Good Evening Commissioners, my name is Kristin Luebbert. I am a community member, teacher, and a member of the PFT and the Caucus of Working Educators.
I have had the opportunity lately to reflect on the fact that much of adult life entails learning how to confront and accept loss and then searching for the grace to navigate that loss in a productive way. Loss is the continuing thread of adulthood–whether it is sudden, shocking, and tragic, or simply the expected (yet no less difficult) result of a long life lived in a large and various family and community.
It also occurs to me that our children, our students, the people you say you work for and on behalf of, should be protected from unnecessary loss. We are all aware of the fact that many aspects of the country and society we live in have caused too many of our children to suffer unimaginable loss. Some of our students come to us having lost a home, a parent or other caregiver, a sibling, or having lost the stability they need and deserve. Our schools should be a balm for these losses, a safe haven to shelter our students from the wider world even as we prepare them to face and transform it.

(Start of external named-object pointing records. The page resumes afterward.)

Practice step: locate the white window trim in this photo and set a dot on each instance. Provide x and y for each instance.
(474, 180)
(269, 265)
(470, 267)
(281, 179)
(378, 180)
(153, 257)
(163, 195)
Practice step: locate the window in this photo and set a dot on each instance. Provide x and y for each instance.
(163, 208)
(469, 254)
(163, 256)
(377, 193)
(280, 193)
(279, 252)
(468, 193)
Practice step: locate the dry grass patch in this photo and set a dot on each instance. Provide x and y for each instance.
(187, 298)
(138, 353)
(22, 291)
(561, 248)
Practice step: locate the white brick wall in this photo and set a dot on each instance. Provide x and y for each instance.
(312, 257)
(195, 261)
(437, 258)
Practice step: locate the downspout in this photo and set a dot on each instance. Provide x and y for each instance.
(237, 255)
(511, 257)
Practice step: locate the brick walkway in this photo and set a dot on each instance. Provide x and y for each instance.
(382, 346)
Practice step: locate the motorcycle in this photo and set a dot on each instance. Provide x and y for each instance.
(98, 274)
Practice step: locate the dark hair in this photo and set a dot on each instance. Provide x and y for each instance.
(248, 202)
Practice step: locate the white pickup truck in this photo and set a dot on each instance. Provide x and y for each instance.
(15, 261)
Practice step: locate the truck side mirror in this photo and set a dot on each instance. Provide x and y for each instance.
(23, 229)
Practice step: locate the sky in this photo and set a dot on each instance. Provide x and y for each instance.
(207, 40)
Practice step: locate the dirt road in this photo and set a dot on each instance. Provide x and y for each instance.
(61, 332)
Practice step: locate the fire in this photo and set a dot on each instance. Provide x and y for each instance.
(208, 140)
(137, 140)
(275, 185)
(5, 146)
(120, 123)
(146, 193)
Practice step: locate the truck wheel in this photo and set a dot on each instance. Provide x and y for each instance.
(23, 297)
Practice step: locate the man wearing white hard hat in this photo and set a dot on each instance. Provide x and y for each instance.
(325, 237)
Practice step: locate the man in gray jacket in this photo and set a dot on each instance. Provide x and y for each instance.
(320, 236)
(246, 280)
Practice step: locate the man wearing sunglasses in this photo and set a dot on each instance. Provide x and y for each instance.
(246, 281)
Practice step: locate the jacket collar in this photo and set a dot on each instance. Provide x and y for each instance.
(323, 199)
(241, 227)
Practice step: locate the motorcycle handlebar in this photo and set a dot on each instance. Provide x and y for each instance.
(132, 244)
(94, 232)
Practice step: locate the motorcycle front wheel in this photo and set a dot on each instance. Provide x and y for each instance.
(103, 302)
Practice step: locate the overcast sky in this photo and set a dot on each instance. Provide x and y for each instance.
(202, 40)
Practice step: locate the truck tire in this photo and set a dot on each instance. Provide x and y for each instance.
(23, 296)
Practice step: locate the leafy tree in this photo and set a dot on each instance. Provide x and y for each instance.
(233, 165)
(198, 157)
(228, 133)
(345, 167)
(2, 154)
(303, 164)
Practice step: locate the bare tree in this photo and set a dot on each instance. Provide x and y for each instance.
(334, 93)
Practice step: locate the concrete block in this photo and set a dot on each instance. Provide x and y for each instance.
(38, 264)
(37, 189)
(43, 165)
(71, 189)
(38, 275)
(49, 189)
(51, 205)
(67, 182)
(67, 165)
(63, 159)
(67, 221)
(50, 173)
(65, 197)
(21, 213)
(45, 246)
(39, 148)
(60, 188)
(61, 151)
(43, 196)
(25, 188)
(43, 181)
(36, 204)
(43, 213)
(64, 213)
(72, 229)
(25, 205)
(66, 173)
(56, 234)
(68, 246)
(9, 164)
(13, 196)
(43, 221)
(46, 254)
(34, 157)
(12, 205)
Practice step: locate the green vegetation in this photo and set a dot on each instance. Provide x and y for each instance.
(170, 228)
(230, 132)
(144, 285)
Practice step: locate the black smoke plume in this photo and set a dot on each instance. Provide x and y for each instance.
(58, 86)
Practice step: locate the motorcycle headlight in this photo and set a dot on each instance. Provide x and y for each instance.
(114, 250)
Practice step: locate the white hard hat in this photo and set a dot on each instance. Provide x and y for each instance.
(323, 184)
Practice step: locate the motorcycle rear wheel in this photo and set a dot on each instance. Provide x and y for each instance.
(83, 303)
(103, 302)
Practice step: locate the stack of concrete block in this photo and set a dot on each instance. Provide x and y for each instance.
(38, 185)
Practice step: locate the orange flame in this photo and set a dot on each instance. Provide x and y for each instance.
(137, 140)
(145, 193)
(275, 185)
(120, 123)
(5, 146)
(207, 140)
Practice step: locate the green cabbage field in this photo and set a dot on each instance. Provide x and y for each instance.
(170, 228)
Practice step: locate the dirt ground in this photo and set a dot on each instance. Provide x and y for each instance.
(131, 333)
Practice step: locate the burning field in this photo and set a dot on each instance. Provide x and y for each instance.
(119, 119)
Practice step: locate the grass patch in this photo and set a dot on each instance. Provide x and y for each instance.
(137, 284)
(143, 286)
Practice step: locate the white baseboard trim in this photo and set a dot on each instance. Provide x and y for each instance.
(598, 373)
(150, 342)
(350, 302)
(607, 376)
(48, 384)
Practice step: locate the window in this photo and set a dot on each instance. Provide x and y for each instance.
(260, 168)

However, too often in these past years, the people in charge of caring for and maintaining these schools for our children seem to blithely inflict more loss upon them. The people in charge cut nurses, counselors, teachers, classroom assistants, librarians, specialists, and sometimes even entire schools as if they are simply getting rid of surplus canned goods or old clothes. When questioned on these tactics, those in charge simply reply that all these decisions are left to the principals. In truth, the principals are simply charged with which loss they want to inflict on their school communities. They are never given the “choice” to run a school with every resource their community needs and deserves–the same resources that the richer, whiter districts in the suburbs take for granted.
Yet at the same time that our schools and students suffer loss after loss of essential staff and resources needed to give them the schools they deserve, the people in charge manage to find money for endless lawsuits and outside contracts for specious services. As those in charge you must stop choosing to inflict loss on the most vulnerable members of our community. You must decide that our children should not suffer one more loss that you can prevent.
I simply ask all of you to remember what John Dewey said over one hundred years ago: “What the best and wisest parent wants for his child, that must we want for all the children of the community. Anything less is unlovely, and left unchecked, destroys our democracy.”